Definitely the moment of the season as far as comedy is concerned.Originally Posted by rebs23
Classic stuff.
Have Boot Disk, will travel
rovers against waterford in inchicore the season before last and rovers singin (in the style of the eric cantona song) "ooh aah wheres paul mcgrath?, ooh aah hes in the bar!"
Also never get sick of singin "all the way to poland, u never touched the ball" to jason byrne. always makes him lose the head and get booked within 5 minutes
Ah, so many!
The friendly against Longford on one of the back pitches in Belfield which was held up for two or three minutes because the linesman ran straight into Mad Tom's elbow and winded himself that badly...
A goal-line scramble in Cork at 1-1 in the dying minutes when the ball rolled just over the line but Clive Delaney, who was lying on the line, reached out and rolled the ball back under Pat Jennings in full view of the shed AND managed to win a free-kick out...
Derek Swan's debut when he showed for a ball, fell flat on his arse, had the ball bounce off his head and set Ciarán Martyn away on an attack...
The story about an Andy Myler goal one time too when he hit a powerful shot which bounced off the keeper's chest, over the keeper's shoulder and towards the line.
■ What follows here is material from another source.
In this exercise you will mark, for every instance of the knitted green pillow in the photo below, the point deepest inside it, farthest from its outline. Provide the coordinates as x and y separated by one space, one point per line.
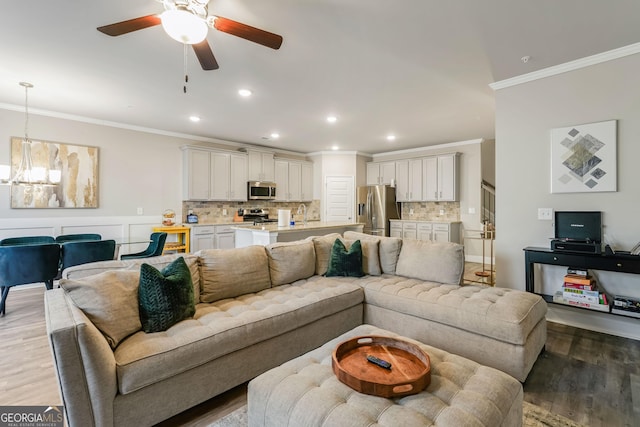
165 297
343 262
Myler celebrated, the keeper saw him celebrating and reckoned the ball was in the net and so punched the ground in frustration when in actual fact, he had plenty of time to turn around and catch the ball before it rolled over the line...
There was Eric Lavine getting booked in Flancare and not wanting to show the ref his number - even though the ref was going to know which one he was anyway because he was the only black person on the pitch...
There was one of our goals in Dundalk in 2004 when the keeper held a Tony McDonnell header and then fell backwards over the line with the ball in his hands...
There was the League Cup semi last year - enough said!
Last edited by A face; 20/01/2006 at 4:12 PM.